As you can see, the effects on our top four most popular pages were mixed. The most improved page was the list of product features, which saw a 24% speedup. The Load Tester LITE page saw no improvement at all, while the homepage saw a modest improvement of 10%.
Looking at the performance from the US across the entire site, on the whole there was an improvement of 14%, which isn’t amazing, but is pretty darn nice for basically no work on our part.

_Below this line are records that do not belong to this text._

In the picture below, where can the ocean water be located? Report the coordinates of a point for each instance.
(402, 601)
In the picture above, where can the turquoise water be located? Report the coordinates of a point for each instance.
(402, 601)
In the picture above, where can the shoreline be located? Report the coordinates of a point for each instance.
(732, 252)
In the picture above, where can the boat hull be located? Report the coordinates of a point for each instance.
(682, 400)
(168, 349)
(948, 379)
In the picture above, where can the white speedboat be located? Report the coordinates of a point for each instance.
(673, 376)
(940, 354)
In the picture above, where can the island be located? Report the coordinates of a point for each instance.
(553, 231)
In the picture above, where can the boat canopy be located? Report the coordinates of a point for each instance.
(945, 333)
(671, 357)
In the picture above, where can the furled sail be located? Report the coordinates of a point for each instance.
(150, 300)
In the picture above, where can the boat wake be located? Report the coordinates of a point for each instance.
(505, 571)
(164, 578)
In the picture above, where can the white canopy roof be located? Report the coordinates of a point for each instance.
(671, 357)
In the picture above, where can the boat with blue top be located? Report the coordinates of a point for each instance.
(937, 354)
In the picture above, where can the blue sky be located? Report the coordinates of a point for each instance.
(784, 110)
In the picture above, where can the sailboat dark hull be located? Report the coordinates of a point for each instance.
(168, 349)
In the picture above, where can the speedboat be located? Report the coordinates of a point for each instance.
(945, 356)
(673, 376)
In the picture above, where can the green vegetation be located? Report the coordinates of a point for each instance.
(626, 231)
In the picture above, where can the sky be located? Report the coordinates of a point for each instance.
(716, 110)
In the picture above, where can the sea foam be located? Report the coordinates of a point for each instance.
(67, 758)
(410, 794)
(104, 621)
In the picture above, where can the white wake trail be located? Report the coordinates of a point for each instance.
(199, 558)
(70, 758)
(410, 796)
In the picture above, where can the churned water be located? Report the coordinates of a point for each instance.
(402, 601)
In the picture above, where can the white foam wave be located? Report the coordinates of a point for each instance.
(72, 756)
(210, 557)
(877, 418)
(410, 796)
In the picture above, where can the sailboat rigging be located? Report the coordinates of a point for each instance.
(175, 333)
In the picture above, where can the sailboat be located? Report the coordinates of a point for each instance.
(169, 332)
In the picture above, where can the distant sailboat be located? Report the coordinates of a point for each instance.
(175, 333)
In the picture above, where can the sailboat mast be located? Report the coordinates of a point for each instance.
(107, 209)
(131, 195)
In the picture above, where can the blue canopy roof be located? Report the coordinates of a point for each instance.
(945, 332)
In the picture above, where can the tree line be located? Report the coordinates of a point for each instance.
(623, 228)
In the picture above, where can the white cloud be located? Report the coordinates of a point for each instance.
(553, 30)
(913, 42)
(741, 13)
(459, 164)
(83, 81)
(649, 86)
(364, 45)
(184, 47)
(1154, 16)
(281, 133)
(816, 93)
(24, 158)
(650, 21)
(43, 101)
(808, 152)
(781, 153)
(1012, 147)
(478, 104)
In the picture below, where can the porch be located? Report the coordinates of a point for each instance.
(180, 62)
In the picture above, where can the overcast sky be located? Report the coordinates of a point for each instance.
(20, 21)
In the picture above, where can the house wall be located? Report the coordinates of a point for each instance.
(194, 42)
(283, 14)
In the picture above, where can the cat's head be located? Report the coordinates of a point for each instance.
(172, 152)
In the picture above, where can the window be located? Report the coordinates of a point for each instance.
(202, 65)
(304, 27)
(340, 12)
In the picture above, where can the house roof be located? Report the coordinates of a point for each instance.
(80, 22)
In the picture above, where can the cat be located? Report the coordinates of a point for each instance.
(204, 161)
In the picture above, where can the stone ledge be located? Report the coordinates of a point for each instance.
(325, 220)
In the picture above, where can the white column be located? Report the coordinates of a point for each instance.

The big question, though, isn’t really what happened to the page load times, but rather, did the improvement in speed help improve any of the other metrics you track on a website such as customer engagement or conversions? In our case, the site was already pretty fast, so I didn’t expect to see much, if any change, and as expected important metrics such as conversions stayed the same. There was, however, an interesting change in how long people stayed on the site:
The amount of time a visitor spent on the site increased by around 20%, and this was consistent on a day to day basis as well; the visitors seeing the pagespeed version of the site hung around longer and read more. I have a feeling that if I’d let the experiment run longer we’d eventually have seen an effect on sales, but after a week I’d seen enough to turn on pagespeed for the entire site.
Founder of Web Performance, Inc
B.S. Electrical & Computer Engineering
The Ohio State University
LinkedIn Profile
2 Comments
10 April 2013 matterbury
Did you see any change in bounce rate?
10 April 2013 Michael Czeiszperger
The bounce rate was only .7% different, so essentially unchanged.